The problem with the internet is it is so easy to spread mis-information because people say "I read this somewhere" and don't bother to think of WHERE they read it...when that place is usually some crappy blog.
I have done research on lotteries, and while I didn't do ALL states, I never came across ANY that stopped annual payments upon death. They all (and definitely including Mega Millions and Powerball) continue to pay out to your estate upon death. Even most "Win for Life" payouts have a minimum payout so if the winner dies of shock right after redeeming the winning ticket the estate gets something. For example, NY's $1000 a week for life pays out at least $1 million over 20 years.
As for which would you take, well..OBVIOUSLY you would take the lump sum with the interest rates at historic lows. The way they pay out lottery winnings is they invest some amount that would cover the annuity payments. So..if you won a jackpot of $250 million, they would invest whatever it would take to pay you $10 million a year for the next 25 years. That amount iss what they pay out as the lump sum for those who take the lump sum. (Which these days is something like 90% of players.) The lower the interest rate at the time of the investment, the more they have to invest, and therefore the higher the lump lump.
Since we are at historically low interest rates, the lump sum percentage is the highest it has ever been, and likely will ever be again. Chances are, interest rates will rise over the next 25 years and will average considerably higher than they are now. So even simple, low risk investments would likely result in a higher expected value for people taking the lump sum.

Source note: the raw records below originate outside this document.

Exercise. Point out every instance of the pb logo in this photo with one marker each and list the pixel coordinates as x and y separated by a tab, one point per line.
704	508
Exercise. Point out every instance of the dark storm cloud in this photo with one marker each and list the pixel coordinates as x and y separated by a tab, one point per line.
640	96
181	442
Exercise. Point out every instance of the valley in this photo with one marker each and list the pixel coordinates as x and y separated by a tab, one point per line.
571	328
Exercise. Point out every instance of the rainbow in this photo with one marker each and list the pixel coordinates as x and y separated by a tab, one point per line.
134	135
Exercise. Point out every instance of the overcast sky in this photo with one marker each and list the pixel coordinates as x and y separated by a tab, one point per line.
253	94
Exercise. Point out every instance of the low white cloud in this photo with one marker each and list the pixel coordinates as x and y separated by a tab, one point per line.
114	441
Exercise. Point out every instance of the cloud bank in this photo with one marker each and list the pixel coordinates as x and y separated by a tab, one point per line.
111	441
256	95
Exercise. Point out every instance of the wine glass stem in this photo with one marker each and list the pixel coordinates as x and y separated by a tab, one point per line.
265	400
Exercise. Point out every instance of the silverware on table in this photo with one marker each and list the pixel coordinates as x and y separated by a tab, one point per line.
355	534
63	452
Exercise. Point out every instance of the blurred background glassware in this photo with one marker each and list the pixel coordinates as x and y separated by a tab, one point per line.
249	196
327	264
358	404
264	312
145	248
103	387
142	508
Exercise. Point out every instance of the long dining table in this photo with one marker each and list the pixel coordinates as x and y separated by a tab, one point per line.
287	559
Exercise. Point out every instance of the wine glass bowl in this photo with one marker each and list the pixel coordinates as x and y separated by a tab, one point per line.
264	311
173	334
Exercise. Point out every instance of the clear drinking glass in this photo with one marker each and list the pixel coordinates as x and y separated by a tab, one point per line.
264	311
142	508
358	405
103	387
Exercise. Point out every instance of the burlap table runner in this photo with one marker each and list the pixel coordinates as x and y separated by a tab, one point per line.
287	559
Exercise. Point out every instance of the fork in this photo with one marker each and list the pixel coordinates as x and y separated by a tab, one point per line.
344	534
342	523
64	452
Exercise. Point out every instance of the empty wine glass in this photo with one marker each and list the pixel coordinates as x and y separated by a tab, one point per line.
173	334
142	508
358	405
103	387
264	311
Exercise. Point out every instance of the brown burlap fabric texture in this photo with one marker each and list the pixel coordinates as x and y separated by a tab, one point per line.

I started doing this research about 12 years ago when interest rates were extremely high. At that time, the lump sum value was something like 45-50% of the advertised jackpot. Before taxes. Compared to today where it is around 70%. (This will vary from game to game as some games have 25 equal payments, while others have 30 years, and still others like NY state have a ridiculous 30 or more year payout, with a backended payout system. This greatly decreases the lump sum amount.) But even then, with a halfway decent investment portfolio, you are almost certain to get a better return on the investment of the lump sum than the government would.